The Libertines – The Libertines

Indie Rock, VÖ: August 2004

War das ein Sommer. Im Jahr 2004 erschien das zweite und letzte Album der Libertines und bereits mit der ersten Single ‚ Can’t Stand Me Now ‚ wussten wir – diese Tage werden niemals wieder kommen. „An ending fitting for a start/ You twist and tore our love apart“. Es war der frühzeitige Höhepunkt eines quälend voyeuristischen Hörerlebnisses. Ein „was wäre wenn…“, hat es damals noch nicht gegeben. The Libertines und Franz Ferdinand zählten zu den Anführern der größten britischen Renaissance seit mehr als einem Jahrzehnt. Die Musik der Libertines besteht bis heute aus berauschenden und schmutzigen Hymnen, wie man sie wohl speziell in dieser Form lange nicht mehr erleben wird. Es wäre für heutige Bands sicherlich auch nicht erstrebenswert, diesen Vergleichen stand halten zu müssen. ‚ Last Post On The Bugle ‚ und ‚ The Man Who Would Be King ‚ waren zwei Ausnahmeerscheinungen, wenngleich insbesondere ‚ Last Post On The Bugle ‚ textlich unnötige Hinweise auf den damals überschwelligen Drogenkonsum gab. Kokain, Crack, was auch immer – das selbst betitelte Album war ein Wrack. Mit Absicht oder nicht, die Drogen wurden schlussendlich von den Libertines stets als Grund genannt…

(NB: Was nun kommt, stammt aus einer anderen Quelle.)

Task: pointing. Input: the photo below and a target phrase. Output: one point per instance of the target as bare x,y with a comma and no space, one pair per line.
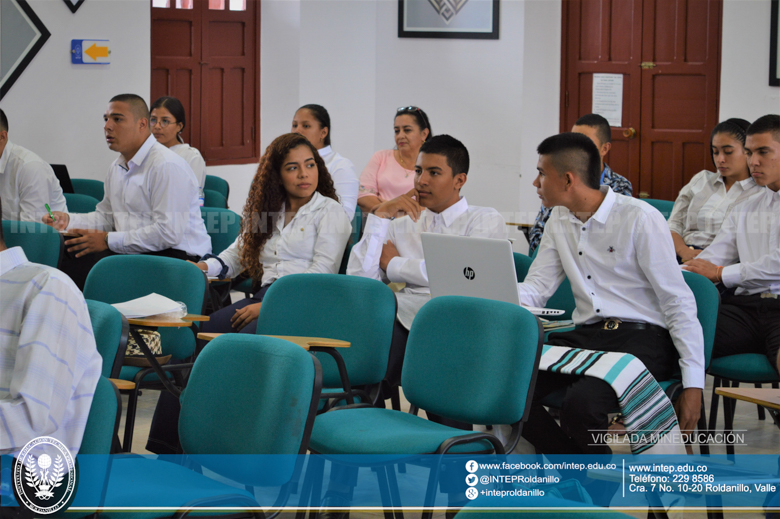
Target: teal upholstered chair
266,390
664,206
222,226
117,279
40,243
110,329
89,187
80,203
214,199
467,359
217,184
349,308
562,299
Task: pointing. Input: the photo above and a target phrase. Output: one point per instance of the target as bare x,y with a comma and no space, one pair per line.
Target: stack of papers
146,306
552,325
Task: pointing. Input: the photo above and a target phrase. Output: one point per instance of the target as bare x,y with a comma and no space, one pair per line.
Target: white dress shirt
460,219
702,205
345,180
621,264
194,159
27,184
313,242
151,204
49,365
748,245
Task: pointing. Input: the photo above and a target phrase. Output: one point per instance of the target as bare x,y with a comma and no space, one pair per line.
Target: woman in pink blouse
390,173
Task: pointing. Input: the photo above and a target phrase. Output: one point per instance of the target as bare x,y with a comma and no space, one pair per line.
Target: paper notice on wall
608,97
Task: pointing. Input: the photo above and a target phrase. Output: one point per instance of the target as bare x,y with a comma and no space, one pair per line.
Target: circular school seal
44,475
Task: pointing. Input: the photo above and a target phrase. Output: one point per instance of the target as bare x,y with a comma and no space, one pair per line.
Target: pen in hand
48,209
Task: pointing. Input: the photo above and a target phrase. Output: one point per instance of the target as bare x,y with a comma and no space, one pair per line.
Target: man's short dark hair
766,124
603,131
137,104
574,152
456,153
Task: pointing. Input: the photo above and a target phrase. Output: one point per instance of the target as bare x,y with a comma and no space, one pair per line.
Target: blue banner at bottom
164,484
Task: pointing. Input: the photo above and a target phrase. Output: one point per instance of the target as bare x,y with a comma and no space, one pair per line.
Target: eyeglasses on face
163,122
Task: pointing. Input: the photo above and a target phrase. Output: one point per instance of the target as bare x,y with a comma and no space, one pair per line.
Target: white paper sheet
152,304
608,97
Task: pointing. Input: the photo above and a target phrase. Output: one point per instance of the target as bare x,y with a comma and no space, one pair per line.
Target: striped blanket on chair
647,413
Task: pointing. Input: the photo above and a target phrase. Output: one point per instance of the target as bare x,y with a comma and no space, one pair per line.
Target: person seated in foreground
391,247
745,256
150,204
27,182
50,364
704,202
292,223
598,130
630,295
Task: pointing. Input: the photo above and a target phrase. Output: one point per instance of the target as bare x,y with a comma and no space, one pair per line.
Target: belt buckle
612,324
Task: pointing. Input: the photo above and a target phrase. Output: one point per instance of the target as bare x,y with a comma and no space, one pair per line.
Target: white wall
744,83
56,108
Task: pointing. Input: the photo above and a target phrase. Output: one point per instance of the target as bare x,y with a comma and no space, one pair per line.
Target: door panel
603,36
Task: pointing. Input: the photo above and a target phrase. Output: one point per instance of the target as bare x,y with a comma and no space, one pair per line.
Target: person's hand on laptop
403,205
388,252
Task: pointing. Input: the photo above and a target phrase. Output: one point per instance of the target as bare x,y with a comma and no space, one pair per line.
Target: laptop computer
473,267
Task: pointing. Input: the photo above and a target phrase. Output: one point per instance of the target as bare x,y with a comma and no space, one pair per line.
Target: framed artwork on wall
774,45
22,34
463,19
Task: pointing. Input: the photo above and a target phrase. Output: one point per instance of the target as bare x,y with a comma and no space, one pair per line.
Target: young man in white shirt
27,182
631,297
391,248
745,255
151,201
50,364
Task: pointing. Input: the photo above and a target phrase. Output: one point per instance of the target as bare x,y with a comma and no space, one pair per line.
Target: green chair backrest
562,299
349,308
213,198
78,203
110,329
89,187
222,226
472,359
120,278
357,225
708,306
103,419
665,206
40,243
217,184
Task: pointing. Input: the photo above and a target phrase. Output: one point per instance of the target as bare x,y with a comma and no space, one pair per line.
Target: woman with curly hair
292,223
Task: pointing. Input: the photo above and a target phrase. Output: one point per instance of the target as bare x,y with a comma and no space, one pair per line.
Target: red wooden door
669,54
206,53
603,36
679,94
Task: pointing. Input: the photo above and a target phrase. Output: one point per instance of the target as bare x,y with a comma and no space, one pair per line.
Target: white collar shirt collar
621,264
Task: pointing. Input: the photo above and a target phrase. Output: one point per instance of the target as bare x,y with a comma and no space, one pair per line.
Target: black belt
617,324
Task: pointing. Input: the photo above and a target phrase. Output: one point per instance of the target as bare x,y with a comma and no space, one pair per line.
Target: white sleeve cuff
731,275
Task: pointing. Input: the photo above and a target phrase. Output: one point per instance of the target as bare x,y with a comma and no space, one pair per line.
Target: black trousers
748,324
78,268
588,400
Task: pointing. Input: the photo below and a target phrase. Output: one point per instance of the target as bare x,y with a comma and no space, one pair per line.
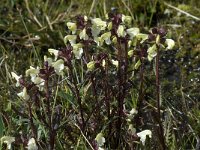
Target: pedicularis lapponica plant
82,96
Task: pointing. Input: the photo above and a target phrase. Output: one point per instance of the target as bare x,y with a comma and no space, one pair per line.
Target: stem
141,95
51,130
122,78
106,95
161,132
77,94
120,104
33,128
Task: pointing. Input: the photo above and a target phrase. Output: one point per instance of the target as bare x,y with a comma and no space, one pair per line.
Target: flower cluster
112,48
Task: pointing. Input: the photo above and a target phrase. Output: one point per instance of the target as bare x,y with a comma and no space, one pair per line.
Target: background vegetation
29,28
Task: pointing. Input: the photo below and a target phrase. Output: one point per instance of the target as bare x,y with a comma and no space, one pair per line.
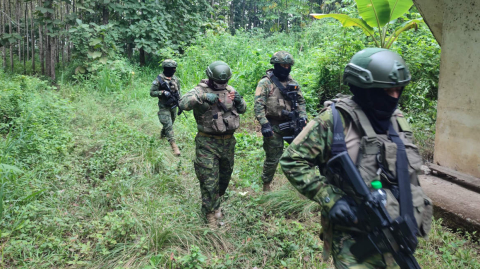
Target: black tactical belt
215,136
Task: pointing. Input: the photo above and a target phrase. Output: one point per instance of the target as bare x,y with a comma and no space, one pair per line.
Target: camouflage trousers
213,167
167,117
343,258
273,147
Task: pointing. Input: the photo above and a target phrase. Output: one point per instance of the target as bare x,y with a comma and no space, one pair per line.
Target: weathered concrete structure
456,26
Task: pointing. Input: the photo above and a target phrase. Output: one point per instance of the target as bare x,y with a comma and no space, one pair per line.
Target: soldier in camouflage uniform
269,104
216,108
166,103
371,121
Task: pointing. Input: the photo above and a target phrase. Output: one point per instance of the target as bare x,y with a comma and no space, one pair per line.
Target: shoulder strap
279,85
338,144
361,121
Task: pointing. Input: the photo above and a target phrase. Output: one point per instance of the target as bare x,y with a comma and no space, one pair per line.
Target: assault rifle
385,235
174,95
295,123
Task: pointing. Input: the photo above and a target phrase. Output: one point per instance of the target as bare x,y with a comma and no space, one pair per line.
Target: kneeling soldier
216,108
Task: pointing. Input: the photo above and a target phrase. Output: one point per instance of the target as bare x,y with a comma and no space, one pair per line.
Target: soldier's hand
210,98
343,212
267,130
237,98
166,94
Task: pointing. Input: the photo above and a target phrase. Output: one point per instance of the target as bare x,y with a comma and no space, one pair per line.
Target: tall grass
98,188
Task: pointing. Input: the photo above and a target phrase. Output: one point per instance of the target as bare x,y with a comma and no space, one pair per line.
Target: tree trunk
68,36
48,50
10,29
18,31
142,57
105,15
2,31
41,50
32,36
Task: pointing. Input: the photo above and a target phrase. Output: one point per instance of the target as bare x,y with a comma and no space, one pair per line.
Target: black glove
267,130
238,98
343,212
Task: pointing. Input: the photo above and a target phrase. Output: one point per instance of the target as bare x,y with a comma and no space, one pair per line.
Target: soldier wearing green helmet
216,107
270,104
379,141
166,87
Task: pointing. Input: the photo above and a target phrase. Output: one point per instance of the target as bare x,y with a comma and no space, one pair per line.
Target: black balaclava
377,105
217,85
169,71
280,72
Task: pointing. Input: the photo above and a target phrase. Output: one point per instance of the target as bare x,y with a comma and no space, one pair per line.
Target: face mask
377,105
169,71
217,86
280,72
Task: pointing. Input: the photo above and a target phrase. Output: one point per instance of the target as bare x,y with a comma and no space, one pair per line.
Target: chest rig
376,159
276,102
221,117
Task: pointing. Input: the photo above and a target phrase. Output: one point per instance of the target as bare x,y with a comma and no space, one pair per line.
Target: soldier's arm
310,149
179,87
261,96
155,90
191,99
302,105
240,106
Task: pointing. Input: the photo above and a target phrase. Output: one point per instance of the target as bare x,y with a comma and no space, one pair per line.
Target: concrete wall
457,141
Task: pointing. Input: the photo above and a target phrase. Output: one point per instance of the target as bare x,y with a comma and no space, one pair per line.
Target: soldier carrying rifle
280,109
167,88
372,205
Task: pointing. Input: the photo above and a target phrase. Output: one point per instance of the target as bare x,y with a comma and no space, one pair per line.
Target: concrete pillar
457,140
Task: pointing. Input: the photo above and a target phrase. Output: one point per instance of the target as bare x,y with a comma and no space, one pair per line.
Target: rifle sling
405,201
279,85
403,177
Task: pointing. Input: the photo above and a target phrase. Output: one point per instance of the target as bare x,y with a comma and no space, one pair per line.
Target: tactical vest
173,83
276,103
215,120
370,150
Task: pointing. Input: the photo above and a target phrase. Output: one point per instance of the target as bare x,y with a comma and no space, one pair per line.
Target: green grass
86,182
99,189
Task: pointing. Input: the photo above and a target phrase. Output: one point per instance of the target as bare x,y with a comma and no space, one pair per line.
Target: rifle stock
384,235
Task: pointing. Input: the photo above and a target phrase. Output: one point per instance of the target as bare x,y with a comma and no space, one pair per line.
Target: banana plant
376,17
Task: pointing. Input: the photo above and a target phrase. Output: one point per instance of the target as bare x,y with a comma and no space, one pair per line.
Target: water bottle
379,194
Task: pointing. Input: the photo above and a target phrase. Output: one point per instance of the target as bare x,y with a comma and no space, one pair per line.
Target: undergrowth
86,182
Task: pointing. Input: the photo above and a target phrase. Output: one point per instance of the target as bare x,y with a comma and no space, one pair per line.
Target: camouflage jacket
311,149
194,100
264,89
157,91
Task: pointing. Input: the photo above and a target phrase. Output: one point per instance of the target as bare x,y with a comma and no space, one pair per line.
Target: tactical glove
210,98
343,212
267,130
238,98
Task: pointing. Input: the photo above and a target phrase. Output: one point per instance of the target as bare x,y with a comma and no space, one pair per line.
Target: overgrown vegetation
87,182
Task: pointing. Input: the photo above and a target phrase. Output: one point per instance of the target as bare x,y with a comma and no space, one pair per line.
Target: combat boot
266,187
175,149
211,220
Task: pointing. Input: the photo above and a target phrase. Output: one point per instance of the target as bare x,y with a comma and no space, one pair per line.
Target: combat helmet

Aber was soll’s. Denn kurz darauf tobte ‚ Narcissist ‚ durch die Gehörgänge und hier spürte man einmal mehr was passieren kann, wenn die eigenen Ideen zu leichtfüßig aus den Köpfen sprudeln. ‚ Narcissist ‚ war eine meisterliche Skizze, offenbarte die schiere Kunstfertigkeit des Albums und zeigte, wie man pure Unterhaltung ohne große Mühen in zwei Minuten Spielzeit pressen kann. Aber es war eben zugleich diese teuflische Verlockung, sich durch die vielen halbgeformten und überschüssigen Ideen schleifen zu lassen. Natürlich ist das Kritik auf einem äußerst hohen Niveau. „Arbeit macht frei“ war eine Parole, die in erster Linie durch ihre Verwendung als Toraufschrift an den nationalsozialistischen Konzentrationslagern bekannt wurde. Die Formulierung fand sich dann auch im Jahr 2004 in einen der Songs wieder. Die Libertines machen daraus eine 73-sekündige Trash-Punk Nummer und zelebrierten im folgenden Stück ‚ Campaign Of Hate ‚ einen Weiteren der unzählig schonungslosen und genussvollen Höhepunkte. ‚ What Katie Did ‚ zeigte uns dann eine neue bisher unbekannte Zärtlichkeit. Man kann heute noch während diesen Minuten so einfach diese ärgerliche Schlampigkeit vergessen als wäre es damals.

‚ Road To Ruin ‚ beginnt mit dem für mich persönlich besten Gitarren-Part, den die Libertines jemals aus dem Ärmel geschüttelt haben. Sicherlich ein brillanter Zufall, aber so ist das eben als musikalisches Genie. „How can we/ Make you understand/ All you can be/ Is written in your hand?“, heißt es dort fragend und ehe man eine Antwort parat hält, befinden wir uns auch schon im letzten atemberaubenden Stück ‚ What Became Of The Likely Lads ‚. Ein Pendant zu ‚ Can’t Stand Me Now ‚ und ein Plädoyer für die alten Tagen, als die Libertines noch gegen die Welt waren. Und was immer in der Zukunft passieren wird – diese Platte ist Geschaffen für die Ewigkeit. Ein Wegweiser und ein stets gern genommener Rückblick.